As a result of the United Kingdom's exit from the European Union, the domestic law of England and Wales will be applied to family law cases started on or after 1 January 2021. European law has ceased to apply, though there are still may other international instruments to which the UK is a party, and to which we are bound. There is however one piece of the jigsaw puzzle which remains missing for family lawyers, which is the Lugano Convention.

The Lugano Convention is a convention between the 27 EU countries, Norway, Switzerland and Iceland. It is not solely, or even primarily, a family law convention and instead crosses a range of legal practice areas. The UK's membership of this convention ceased at the end of the transition period as we were members by virtue of our membership of the EU. An application to re-join the convention in our own right was made in April 2020 but this requires the consent of all other contracting parties and, to date, the EU27 have not provided this.

So what is the position for family law clients now and going forward?

Why is the Lugano Convention important?

Whether or not the UK is able to join the Lugano Convention is key for families because it contains provisions on jurisdiction, recognition and enforcement for maintenance cases. 'Maintenance' in the context of this convention refers to all 'needs' based awards, so is not just the payment of spousal or child maintenance but can also be a capital payment which is required to meet needs, for example, needed for the purchase of a home. It can therefore impact upon many separated families with connections to EU countries.

What is the current position following the end of the transition period?

The UK is now not a member of the Lugano Convention. This means that we are dependent on domestic law and other existing international instruments to recognise and enforce maintenance cases that were commenced on or after 1 January 2021.

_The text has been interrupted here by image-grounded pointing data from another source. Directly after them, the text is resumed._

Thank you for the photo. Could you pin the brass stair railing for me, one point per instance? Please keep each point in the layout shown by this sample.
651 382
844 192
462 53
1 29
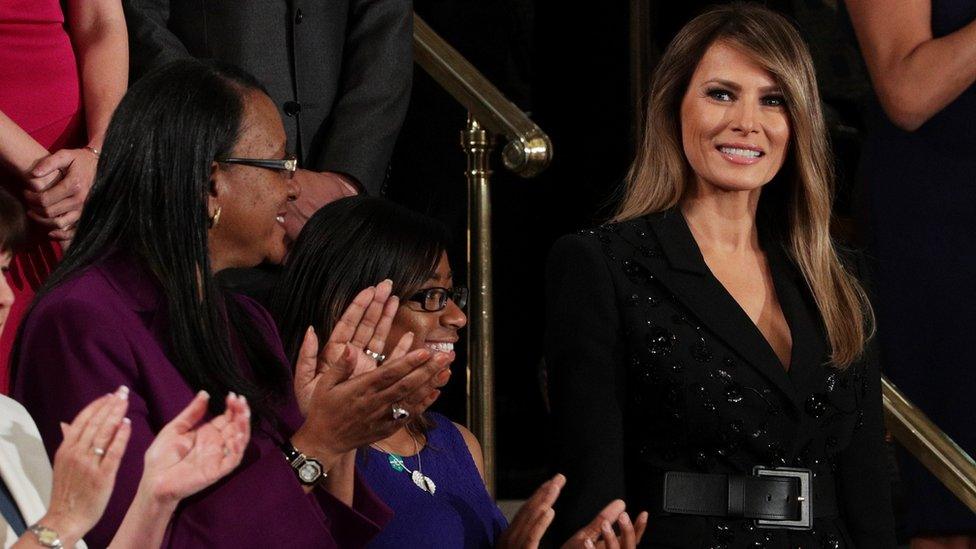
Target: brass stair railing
916 432
527 152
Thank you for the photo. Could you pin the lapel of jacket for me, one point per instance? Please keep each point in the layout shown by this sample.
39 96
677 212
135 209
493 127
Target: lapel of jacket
693 285
810 346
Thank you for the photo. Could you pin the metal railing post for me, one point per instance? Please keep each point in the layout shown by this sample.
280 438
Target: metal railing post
477 144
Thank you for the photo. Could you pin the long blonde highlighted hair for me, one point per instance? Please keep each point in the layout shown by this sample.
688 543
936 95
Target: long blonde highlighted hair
799 203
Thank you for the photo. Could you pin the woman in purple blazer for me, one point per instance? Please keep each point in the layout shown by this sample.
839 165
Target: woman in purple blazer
194 179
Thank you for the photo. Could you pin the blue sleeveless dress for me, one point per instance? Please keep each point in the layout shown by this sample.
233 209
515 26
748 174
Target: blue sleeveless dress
460 513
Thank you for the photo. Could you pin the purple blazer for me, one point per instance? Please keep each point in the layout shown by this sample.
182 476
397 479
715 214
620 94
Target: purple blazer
108 327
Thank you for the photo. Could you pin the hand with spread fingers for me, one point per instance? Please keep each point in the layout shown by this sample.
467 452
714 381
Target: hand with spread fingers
185 457
188 456
535 515
600 531
85 466
349 402
57 187
533 518
364 326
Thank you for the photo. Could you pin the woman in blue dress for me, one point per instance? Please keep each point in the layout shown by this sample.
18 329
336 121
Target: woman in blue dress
431 471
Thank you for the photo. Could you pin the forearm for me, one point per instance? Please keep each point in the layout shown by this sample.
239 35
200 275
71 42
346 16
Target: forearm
915 75
933 75
102 45
18 149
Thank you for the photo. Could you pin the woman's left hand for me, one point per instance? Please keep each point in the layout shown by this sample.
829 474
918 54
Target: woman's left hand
57 205
533 518
186 458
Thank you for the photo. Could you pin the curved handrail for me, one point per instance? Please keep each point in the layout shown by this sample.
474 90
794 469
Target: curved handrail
916 432
528 150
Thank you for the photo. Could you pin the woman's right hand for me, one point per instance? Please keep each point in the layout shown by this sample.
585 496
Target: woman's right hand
535 515
85 466
600 533
345 412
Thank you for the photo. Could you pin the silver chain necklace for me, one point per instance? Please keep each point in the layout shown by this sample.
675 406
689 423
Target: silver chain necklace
417 476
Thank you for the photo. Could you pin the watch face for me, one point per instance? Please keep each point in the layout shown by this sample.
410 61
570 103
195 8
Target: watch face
310 471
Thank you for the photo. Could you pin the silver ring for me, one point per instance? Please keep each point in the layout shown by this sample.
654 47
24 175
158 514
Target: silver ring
374 355
399 412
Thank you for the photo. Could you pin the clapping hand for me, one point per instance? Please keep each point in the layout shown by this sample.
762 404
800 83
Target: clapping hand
599 532
535 515
186 457
57 188
85 465
345 412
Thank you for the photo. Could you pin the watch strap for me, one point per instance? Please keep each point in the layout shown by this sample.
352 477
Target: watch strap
46 536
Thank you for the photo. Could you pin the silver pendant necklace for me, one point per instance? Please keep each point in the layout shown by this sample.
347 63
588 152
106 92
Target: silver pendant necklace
417 476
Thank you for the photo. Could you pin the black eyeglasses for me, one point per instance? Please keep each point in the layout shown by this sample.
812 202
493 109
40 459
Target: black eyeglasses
435 299
288 164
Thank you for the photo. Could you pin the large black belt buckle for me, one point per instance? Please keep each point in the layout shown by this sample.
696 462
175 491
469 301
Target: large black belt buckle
805 497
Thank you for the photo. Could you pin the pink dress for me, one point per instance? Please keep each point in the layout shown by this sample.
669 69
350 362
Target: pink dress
40 91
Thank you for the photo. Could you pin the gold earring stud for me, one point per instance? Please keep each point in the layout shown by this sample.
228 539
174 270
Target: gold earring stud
215 218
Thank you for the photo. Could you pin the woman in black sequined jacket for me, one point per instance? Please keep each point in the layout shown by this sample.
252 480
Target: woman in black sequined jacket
708 351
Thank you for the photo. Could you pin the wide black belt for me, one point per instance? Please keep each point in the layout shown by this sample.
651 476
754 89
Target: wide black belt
781 498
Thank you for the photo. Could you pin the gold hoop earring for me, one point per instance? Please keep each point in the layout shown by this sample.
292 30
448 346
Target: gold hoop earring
215 218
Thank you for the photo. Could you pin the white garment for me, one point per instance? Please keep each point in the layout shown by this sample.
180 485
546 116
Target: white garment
24 467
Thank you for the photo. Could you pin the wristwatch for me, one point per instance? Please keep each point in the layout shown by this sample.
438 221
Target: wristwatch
309 470
45 536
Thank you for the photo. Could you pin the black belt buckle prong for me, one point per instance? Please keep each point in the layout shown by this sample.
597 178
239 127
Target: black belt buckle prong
805 498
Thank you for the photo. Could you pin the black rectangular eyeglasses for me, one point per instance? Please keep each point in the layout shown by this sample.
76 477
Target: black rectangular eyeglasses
435 299
289 164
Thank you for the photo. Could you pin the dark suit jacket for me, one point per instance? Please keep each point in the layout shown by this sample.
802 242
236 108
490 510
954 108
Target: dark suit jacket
654 367
339 70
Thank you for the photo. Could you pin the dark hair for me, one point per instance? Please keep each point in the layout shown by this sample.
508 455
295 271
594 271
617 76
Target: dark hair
149 198
13 223
346 246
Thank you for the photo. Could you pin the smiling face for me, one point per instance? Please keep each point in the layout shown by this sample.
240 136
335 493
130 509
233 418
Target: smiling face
437 331
735 129
252 200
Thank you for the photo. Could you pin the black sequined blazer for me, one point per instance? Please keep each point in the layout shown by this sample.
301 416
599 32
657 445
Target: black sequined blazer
654 367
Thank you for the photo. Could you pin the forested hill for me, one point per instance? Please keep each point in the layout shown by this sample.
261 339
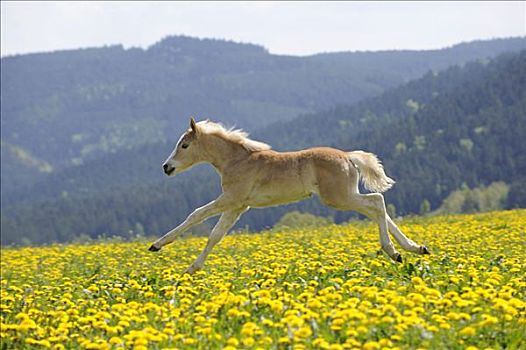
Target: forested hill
464 125
65 108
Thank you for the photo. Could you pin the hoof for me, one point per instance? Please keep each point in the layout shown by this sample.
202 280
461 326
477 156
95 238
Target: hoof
192 269
424 250
154 248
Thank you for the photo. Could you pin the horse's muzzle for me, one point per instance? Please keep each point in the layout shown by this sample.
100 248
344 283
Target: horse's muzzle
168 169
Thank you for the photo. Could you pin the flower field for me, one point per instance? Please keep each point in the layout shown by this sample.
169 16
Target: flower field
323 288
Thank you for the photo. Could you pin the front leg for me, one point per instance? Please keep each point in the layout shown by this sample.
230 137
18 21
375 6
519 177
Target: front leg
199 215
227 220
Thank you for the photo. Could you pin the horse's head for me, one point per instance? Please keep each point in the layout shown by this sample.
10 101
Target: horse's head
186 153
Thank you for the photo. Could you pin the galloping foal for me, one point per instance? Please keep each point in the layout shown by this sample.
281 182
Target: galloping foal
252 175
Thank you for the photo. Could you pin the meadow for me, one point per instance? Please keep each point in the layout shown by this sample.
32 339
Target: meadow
312 288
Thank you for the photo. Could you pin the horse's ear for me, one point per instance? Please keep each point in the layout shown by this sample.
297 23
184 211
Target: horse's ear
193 125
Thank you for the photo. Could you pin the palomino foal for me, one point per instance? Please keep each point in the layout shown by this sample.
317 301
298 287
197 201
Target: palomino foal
252 175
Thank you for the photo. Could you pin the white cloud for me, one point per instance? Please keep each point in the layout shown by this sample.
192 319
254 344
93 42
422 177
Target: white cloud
283 27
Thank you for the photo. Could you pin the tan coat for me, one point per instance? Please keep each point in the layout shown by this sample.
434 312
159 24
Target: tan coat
253 175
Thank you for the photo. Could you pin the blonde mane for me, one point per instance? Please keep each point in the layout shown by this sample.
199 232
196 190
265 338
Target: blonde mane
234 135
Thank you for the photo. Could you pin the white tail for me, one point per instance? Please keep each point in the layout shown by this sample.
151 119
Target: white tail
371 171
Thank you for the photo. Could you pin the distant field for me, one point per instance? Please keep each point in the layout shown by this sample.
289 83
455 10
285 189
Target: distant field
325 288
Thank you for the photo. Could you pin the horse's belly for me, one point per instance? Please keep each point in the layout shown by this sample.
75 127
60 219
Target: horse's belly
278 193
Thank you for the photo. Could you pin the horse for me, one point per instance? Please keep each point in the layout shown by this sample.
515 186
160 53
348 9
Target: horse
255 176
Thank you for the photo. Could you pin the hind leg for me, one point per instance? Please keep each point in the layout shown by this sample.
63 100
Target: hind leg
339 190
372 205
405 243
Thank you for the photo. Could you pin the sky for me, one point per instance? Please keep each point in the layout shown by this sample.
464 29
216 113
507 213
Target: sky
294 28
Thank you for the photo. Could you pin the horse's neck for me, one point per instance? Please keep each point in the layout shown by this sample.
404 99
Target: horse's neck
223 152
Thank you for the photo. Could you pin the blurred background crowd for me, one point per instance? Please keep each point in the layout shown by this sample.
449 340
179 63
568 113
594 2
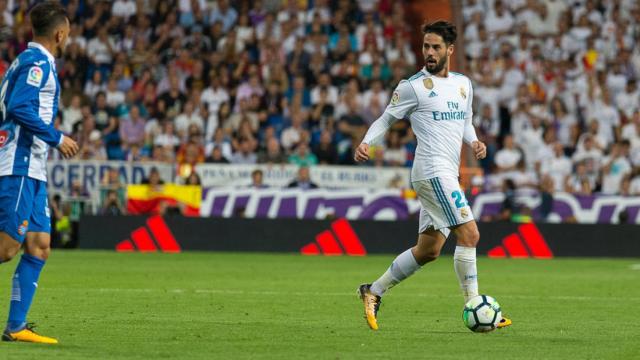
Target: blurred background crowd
300 81
557 100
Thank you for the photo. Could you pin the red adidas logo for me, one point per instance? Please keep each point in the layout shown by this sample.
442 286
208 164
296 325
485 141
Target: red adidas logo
141 239
326 242
514 246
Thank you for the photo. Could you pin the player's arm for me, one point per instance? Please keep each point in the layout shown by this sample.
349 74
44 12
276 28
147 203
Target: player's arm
24 105
403 101
469 136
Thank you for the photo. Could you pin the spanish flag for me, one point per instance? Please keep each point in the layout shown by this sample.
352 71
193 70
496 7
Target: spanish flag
146 199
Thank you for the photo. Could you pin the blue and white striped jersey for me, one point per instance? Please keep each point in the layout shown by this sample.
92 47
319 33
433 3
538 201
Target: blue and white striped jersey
29 96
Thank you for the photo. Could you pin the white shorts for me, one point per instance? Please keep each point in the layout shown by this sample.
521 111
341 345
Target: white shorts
443 204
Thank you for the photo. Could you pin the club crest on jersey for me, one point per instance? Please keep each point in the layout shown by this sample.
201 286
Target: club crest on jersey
4 137
395 98
428 83
34 77
22 229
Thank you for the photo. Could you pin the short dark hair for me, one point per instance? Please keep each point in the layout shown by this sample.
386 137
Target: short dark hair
46 17
443 28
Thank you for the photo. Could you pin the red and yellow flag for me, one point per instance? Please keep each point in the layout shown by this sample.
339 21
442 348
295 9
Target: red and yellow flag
145 199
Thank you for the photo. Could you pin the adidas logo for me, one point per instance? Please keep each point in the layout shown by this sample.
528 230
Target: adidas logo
327 244
141 239
514 246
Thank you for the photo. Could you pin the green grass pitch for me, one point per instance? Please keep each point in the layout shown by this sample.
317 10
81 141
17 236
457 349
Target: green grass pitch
215 305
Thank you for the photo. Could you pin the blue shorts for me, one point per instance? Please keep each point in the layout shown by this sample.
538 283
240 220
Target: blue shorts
23 206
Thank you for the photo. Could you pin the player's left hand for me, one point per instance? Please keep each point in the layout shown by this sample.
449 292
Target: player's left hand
479 149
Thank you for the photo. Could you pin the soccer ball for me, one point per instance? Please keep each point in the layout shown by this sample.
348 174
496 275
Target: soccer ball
481 313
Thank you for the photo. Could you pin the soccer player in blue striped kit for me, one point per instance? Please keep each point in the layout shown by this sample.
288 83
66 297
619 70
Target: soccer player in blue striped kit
29 95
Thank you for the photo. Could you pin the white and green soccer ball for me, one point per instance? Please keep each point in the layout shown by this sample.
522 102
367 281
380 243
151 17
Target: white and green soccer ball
482 313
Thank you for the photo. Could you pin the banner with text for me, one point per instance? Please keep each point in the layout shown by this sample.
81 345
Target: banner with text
281 175
364 204
61 173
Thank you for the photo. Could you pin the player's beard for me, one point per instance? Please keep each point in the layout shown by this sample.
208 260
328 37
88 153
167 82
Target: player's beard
434 69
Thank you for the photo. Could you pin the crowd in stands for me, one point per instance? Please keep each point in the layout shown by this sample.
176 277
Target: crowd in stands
300 81
556 92
222 81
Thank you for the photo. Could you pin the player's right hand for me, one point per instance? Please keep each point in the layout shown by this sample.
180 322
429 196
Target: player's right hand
362 153
68 148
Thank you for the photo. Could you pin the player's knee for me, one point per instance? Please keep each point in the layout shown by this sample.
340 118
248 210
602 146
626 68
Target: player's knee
8 251
40 251
424 256
470 238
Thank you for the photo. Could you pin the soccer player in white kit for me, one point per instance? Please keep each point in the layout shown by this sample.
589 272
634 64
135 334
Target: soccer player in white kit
438 104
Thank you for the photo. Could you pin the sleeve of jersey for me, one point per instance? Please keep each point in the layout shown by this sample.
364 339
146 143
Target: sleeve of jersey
469 131
24 104
402 103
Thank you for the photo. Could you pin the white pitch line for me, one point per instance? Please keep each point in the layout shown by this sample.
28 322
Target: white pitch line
317 293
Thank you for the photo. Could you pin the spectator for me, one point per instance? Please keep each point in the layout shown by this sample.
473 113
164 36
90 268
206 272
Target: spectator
293 134
111 205
272 154
244 154
558 167
193 179
325 151
216 156
303 180
302 156
187 118
615 167
132 128
257 180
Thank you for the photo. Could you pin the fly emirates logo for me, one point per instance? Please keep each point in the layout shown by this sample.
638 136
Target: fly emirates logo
452 114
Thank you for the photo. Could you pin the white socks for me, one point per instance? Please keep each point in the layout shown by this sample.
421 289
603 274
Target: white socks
464 261
401 268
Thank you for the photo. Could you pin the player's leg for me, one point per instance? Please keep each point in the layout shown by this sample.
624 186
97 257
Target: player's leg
25 280
432 235
464 258
427 249
8 247
14 210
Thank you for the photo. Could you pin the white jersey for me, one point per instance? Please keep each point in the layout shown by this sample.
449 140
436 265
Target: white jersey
440 113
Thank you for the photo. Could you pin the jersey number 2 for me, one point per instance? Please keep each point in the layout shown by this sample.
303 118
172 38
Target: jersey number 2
461 201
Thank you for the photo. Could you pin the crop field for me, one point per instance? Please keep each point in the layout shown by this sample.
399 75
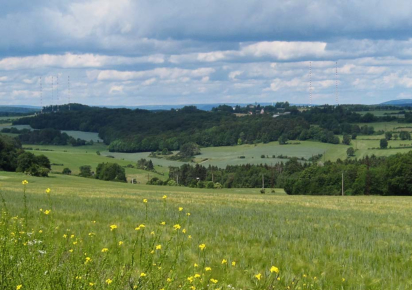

There are two key potential issues caused by the uncertainty about the Lugano Convention:

  1. Without Lugano, there is no specific jurisdiction for maintenance claims – we are dependent on a cross-section of domestic law depending on what type of financial claims are being made. In some cases it may be easier to bring a claim; in others claims may be more complex.
  2. Until our membership of Lugano is confirmed, recognition and enforcement of 'maintenance' orders made in the UK will have to be done through our other international conventions, notably the 2007 Hague Convention. The EU is a signatory to this so there is a convention which still applies between us and the EU27. However there are important differences between the two conventions, including a greater risk under Hague 2007 that recognition and enforcement could be opposed or that you could end up with competing proceedings and orders in two different countries.

What difference would membership of the Lugano Convention make?

Aside from the points above, the main difference that the Lugano Convention would make in family law is in respect of the lis pendens provisions – the so-called 'first to issue'. This essentially means that the first person to issue their application secures that country for the proceedings, and proceedings in any other country have to be stayed (i.e. put on hold). Therefore, sometimes time is of the essence, and it is very important to take early advice where there are connections to several countries.

The alternative position, and the one which is the law currently in place in the UK following the end of the transition period, is the 'forum [non] conveniens' position. England already applied this with non-Lugano countries. Under this, it is the most 'convenient' or 'appropriate' jurisdiction that hears the case. However it remains unclear whether other EU countries will continue to apply the 'first to issue' provision to UK cases and much may depend on national law given that the UK is no longer an EU member state.

The other key difference that the Lugano Convention would make is the sole domicile conundrum. Under the Lugano Convention, if a divorce petition is based on the domicile in England of just one of the parties, claims are limited to sharing claims (i.e. divide the fruits of the marital partnership) and the courts are prohibited from making provision for needs (or 'maintenance'). Without Lugano, sole domicile is a primary ground of jurisdiction for divorce in England and Wales and the full range of maintenance orders is possible. However it is not yet clear whether these orders will be recognised and enforced through the 2007 Hague Convention. If we do later join the Lugano Convention, it would mean a further and very significant change as the convention would again prevent 'maintenance' claims for sole domicile petitions, so the ability to do this at all could be with us for just a matter of months.

While this is all very complex, it identifies the need to take advice at an early stage, particularly as the position is ever changing as our laws adapt to the Brexit fallout.